Она была неправа, тороплива в оценках, нелояльна. Совершенно отвратительна. Но только когда она услышала, что он говорит о Майлсе так, как будто она никогда не смогла бы полюбить никого другого, она подумала, вначале неуверенно, потом с большей уверенностью: Не думаю, что это верно. Не думаю, что я страдаю— теперь.
Позже этим вечером Джоанна, стоя на коленях на своем оливково-зеленом ковре, думала о небе, о летнем небе над Блэк Глен. Она взяла кобальтовый моток, положила его рядом с белым и отбросила в сторону. Слишком резкий, слишком яркий. Отсвечивает. Бирюзовый подходил лучше. Но в Ирландии редко бывают дни без единого облачка в форме бороды, или языка, или фантастического острова. Фиолетовый? Она положила его рядом и нахмурилась. Слишком сильный контраст. Что же тогда? Она попробовала ярко-синий. Теперь еще что-то, создающее ощущение вечера, когда синее потускнело до бледно-зеленого и начало розоветь. Бледно-зеленый и розовый…
— Что же нам с вами делать? — спросил голос. На пороге стоял Дуглас О'Малли. — Я несколько раз постучал. Интересно, услышали бы вы, если бы я был пожарной машиной?
— Простите. — Она было вскочила, но к ее изумлению он сам опустился на пол.
— Низковато для старых костей, — бодро заметил он. — Посмотрим, чем вы занимаетесь.
Меньше всего ей этого хотелось, но, похоже, деваться было некуда. Поразительно, но он как будто знал, как это должно быть. Он перебрал разноцветные мотки, поднял розовый, приложил другой оттенок и, улыбаясь, вернул выбранный ею.
— Сразу то, что надо, — признал он.
Пора было объясниться.
— Ши привез их с фабрики. Я просто… ну…
— Я знаю. Вы мне рассказывали. Вы изучаете твид. — Его лицо было абсолютно бесстрастным.
— Да, — неуверенно подтвердила она, — в некотором роде. Я… Неужели уже так поздно? — Внезапно она увидела, что часы показывают десять. — Боже, не может быть! Я понятия не имела.
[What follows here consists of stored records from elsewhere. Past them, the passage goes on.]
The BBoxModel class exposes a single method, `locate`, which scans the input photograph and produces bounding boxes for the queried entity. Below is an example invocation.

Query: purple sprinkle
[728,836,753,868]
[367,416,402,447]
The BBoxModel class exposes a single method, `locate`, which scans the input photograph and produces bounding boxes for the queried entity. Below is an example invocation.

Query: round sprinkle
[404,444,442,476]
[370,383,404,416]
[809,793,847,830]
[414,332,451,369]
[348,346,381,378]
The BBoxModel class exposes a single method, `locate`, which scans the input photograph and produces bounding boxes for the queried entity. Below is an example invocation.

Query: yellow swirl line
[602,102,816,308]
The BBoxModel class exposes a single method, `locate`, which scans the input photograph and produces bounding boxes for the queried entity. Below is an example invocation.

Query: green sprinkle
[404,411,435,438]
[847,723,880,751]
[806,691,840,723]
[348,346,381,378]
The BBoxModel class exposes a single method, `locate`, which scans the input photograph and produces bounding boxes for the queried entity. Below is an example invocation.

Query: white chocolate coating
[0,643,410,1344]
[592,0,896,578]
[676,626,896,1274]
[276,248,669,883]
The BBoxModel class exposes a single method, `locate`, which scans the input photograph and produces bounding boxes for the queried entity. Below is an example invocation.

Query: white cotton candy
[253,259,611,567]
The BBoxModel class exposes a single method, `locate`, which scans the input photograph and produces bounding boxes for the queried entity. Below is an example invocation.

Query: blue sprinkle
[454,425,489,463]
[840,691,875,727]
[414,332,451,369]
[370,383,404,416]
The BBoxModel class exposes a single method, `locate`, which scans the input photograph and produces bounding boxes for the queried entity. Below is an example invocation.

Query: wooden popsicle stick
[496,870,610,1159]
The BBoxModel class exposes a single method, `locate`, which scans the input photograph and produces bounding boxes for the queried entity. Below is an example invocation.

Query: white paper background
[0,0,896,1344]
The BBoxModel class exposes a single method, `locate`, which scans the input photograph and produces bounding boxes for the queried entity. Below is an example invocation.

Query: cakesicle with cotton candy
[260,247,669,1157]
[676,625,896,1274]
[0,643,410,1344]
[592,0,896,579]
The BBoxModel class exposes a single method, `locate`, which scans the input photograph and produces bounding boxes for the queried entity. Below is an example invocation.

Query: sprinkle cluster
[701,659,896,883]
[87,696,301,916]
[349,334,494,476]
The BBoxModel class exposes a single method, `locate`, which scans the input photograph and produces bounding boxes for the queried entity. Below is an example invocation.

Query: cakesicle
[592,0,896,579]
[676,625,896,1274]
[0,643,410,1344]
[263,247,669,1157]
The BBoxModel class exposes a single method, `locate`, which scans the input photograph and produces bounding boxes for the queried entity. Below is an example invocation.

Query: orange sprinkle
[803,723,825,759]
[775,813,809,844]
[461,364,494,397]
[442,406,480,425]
Я думала, сейчас около половины девятого. Я…
— Подождите, успеется, — спокойно сказал он, укладывая моток рядом с другими на ковре. — Позвольте мне сказать, зачем я пришел. — Другой желтый моток, более тусклый, лег рядом с первым. Она завороженно наблюдала. Такая легкость и такая уверенность!
— Если я могу хоть бы как-то отплатить вам за обед, который вы так любезно мне предложили, то наверху приготовлен кофе.
— О! — А еще говорят насчет горы и Магомета. Она подумала, раскладывает ли он узоры на ковре в своей спальне. — Спасибо, с удовольствием. — Она посмотрела на склоненную голову и руку, нависшую над зеленой бобиной. — Можно я только причешусь?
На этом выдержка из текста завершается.